In vivo biocompatibility of the magnetic scaffold
The prospective application of the MG for sciatic nerve regeneration suggested that this biomaterial would be sutured intimately with nerves. Therefore, the study of the biomaterial–tissue response of the MG with the sciatic nerve was performed. In detail, the non-MGs and the MGs (2.0 mm in diameter, 15 mm in length) were sterilized and disinfected for 30 min under ultraviolet ray, and then incubated in 0.9% saline solution before implantation. All animal procedures were performed under the approval and guidance of the Institutional Ethical Committee of Fourth Military Medical University. Twenty-four male adult Sprague Dawley rats weighing 220–250 g (obtained from the Laboratory Animal Center of Fourth Military Medical University) were randomly divided into two groups, that is, the non-MG group and the MG group. All rats were anesthetized with a 3.6% chloral hydrate solution (10 mL/kg, intraperitoneal). Under sterile conditions, the exposure of the left sciatic nerve of the animal was performed under an operating microscope and the scaffolds were placed on top of the sciatic nerve.

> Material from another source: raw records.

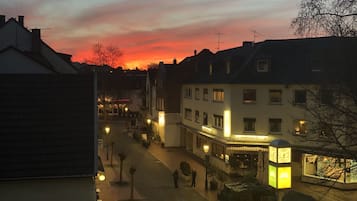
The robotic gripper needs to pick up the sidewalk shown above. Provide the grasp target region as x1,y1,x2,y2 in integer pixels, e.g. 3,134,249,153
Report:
148,143,221,201
96,148,144,201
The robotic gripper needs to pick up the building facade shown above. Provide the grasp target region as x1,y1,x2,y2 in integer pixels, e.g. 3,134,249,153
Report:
0,15,98,201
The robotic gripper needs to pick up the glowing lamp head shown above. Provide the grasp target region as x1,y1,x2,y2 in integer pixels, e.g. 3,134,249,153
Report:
97,173,105,181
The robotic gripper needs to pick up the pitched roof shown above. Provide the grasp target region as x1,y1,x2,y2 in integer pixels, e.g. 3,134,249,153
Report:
185,37,357,84
0,18,78,73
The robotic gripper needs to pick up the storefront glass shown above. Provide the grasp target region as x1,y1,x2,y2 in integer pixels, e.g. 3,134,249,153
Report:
303,154,357,183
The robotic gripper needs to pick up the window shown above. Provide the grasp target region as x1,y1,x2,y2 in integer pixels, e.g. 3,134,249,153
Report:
269,119,281,133
269,90,281,104
294,90,306,104
185,108,192,120
226,61,231,75
295,120,307,135
195,110,200,123
203,88,208,101
213,89,224,102
195,88,200,100
243,89,256,103
256,59,270,72
213,114,223,128
320,89,333,104
184,87,192,98
196,136,207,150
230,153,258,169
243,118,255,131
202,112,208,125
211,143,225,160
156,97,165,111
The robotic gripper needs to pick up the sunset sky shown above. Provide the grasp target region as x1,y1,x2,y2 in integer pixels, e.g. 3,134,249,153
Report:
0,0,300,68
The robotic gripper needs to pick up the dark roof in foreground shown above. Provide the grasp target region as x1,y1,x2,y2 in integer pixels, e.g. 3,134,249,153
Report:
0,74,97,180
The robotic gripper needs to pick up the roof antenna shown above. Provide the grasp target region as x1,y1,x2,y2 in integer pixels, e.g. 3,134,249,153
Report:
216,32,222,51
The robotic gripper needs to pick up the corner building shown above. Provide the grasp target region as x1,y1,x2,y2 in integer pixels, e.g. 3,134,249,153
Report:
180,37,357,189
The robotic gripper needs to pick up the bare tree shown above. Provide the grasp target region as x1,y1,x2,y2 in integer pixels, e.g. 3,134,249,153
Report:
86,43,123,67
291,0,357,37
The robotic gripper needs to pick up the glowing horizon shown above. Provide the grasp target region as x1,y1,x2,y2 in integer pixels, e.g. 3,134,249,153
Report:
0,0,300,69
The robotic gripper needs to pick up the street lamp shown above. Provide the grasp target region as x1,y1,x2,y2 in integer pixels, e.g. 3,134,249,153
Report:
268,139,291,201
97,173,105,181
203,144,209,190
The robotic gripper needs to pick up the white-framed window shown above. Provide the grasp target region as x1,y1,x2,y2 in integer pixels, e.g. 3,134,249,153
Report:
269,89,282,104
213,114,223,128
243,89,257,103
202,88,208,101
243,118,255,132
185,108,192,120
294,119,307,135
156,97,165,111
195,110,200,123
195,88,200,100
269,118,281,133
213,89,224,102
294,89,306,104
184,87,192,98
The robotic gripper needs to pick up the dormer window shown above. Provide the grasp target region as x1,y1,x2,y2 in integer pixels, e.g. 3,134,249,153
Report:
256,59,270,72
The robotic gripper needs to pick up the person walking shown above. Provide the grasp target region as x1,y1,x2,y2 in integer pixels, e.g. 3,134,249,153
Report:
191,170,197,187
172,169,178,188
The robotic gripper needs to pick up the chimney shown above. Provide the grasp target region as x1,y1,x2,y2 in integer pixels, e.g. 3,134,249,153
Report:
243,41,254,47
32,29,41,53
18,15,24,26
0,15,5,26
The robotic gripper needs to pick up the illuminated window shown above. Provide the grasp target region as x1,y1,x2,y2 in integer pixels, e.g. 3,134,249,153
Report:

The muscle layer was then stitched with 4-0 sutures and the skin was closed using 6-0 sutures. After surgery, the rats had access to food and water ad libitum. The animals were sacrificed at 1 and 12 weeks postimplantation. Tissue samples of intact implants were harvested en bloc for histologic analysis. The samples were immersed in 4% paraformaldehyde in 0.1 M PBS for 2 weeks at 4°C. Then, five longitudinal sections per specimen were prepared and subjected to hematoxylin and eosin staining to evaluate the biocompatibility of the MG. Histology images were photographed using a light microscope (AH3; Olympus Corporation, Tokyo, Japan).
MF stimulation system
The MF stimulation system consisted of an arc-shaped magnet twined with enamel-coated copper wire (1.00 mm diameter) and an MF producer to generate MFs with a proper frequency of 0–100 Hz and an intensity of 0–20 mT. The MF producer (GHY-III, patent ZL02224739.4; Fourth Military Medical University, Xi’an, China) was connected to the magnet to generate an open-circuit wave shape of MF. A Gaussmeter (Model 455 DSP; Lake Shore Cryotronics) was used to measure the accuracy of the MF output. A small 2 Ω resistor was properly placed in series connection, and the output frequency and the waveform were visualized on an oscillograph (6000 series; Agilent Technologies, Santa Clara, CA, USA). The frequency of MF was set to 50 Hz, as applied in previous experiments.25–27
SCs’ culture and preparation
SCs were isolated and purified following the previously described protocol.28 All the experiments were undertaken in conformity with the Guide for the Care and Use of Laboratory Animals (National Institutes of Health publication No 85-23, revised 1985).29 In brief, the sciatic and brachial plexus nerves of 2-day-old Sprague Dawley rats (obtained from the Experimental Animal Center of Fourth Military Medical University) were severed, and SCs were harvested and further sorted out from fibroblasts by adding a combination of rabbit complement and fibronectin-specific antibody. The purity of SCs was confirmed by double immunofluorescent staining with antibodies against Sox-10 (green, 1:250; Abcam, Cambridge, MA, USA) and S-100 (red, 1:250; Abcam). The number of Sox-10-and S-100-positive cells and 4′,6-diamidino-2-phenylindole–labeled cells was compared. SCs were incubated in DMEM/nutrient mixture F-12 (Thermo Fisher Scientific, Waltham, MA, USA) consisting of 15% fetal bovine serum (Thermo Fisher Scientific), antibiotics (100 μg/mL streptomycin and 100 UI/mL penicillin), 20 μg/mL bovine pituitary extract (Biomedical Technologies, Stoughton, MA, USA), and 2 μM/mL forskolin (Sigma-Aldrich) at 37°C in a humidified, 5% CO2 atmosphere.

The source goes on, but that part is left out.